Two HIPAA-regulated entities have not long ago commenced sending notifications to persons whose protected health information (PHI) was likely jeopardized in cyberattacks that took place over 12 months ago. One entity took 18 months to inform impacted people that their PHI was accessed and possibly stolen.
Comprehensive Health Services Informs 94,449 Patients Concerning September 2020 Cyberattack
Comprehensive Health Services located in Cape Canaveral, FL offers employees medical services. It is additionally a part of Acuity International, which lately reported its encounter with a cyberattack that was discovered on September 30, 2020.

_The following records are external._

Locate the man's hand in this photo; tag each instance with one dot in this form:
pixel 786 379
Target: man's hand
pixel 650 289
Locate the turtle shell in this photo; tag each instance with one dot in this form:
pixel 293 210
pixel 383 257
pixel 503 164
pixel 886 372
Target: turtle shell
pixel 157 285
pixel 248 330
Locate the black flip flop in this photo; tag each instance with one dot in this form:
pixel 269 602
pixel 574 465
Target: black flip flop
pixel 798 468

The security incident was observed after a number of fake wire transfers were made using its accounts. Third-party forensics professionals were employed to find out the severity of the security incident, safeguard its digital environment, distinguish how the attacker acquired systems’ access, and whether or not any sensitive data was copied from those systems.

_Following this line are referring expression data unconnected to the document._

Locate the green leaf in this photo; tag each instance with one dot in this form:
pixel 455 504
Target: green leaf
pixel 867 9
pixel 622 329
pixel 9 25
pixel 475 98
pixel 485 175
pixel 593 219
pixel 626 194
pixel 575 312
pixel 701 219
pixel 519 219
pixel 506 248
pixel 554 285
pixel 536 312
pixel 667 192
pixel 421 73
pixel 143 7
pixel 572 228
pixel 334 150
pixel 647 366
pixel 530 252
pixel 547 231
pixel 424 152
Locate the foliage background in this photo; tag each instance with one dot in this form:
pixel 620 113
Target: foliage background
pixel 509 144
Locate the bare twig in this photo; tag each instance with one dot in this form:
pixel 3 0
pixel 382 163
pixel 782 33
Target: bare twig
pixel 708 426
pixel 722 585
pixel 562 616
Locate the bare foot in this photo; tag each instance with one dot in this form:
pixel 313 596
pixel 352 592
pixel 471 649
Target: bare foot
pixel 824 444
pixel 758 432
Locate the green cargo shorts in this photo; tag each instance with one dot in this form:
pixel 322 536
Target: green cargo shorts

Comprehensive Health Services mentioned in its breach notice to the Maine Attorney general that it established on November 3, 2021, that the personal information of some people hired by one of its clients could have been viewed and exfiltrated in the attack. The provider mailed notification letters to those affected persons on February 15, 2022 and provided those persons with either 12 or 24 months of credit monitoring and identity theft protection services. It is unknown why the company took 15 months to ensure the compromise of protected health information, and then an extra three months to send out notification letters to impacted people.
Based on the breach report forwarded to the Maine Attorney General, the PHI of 94,449 persons was likely affected.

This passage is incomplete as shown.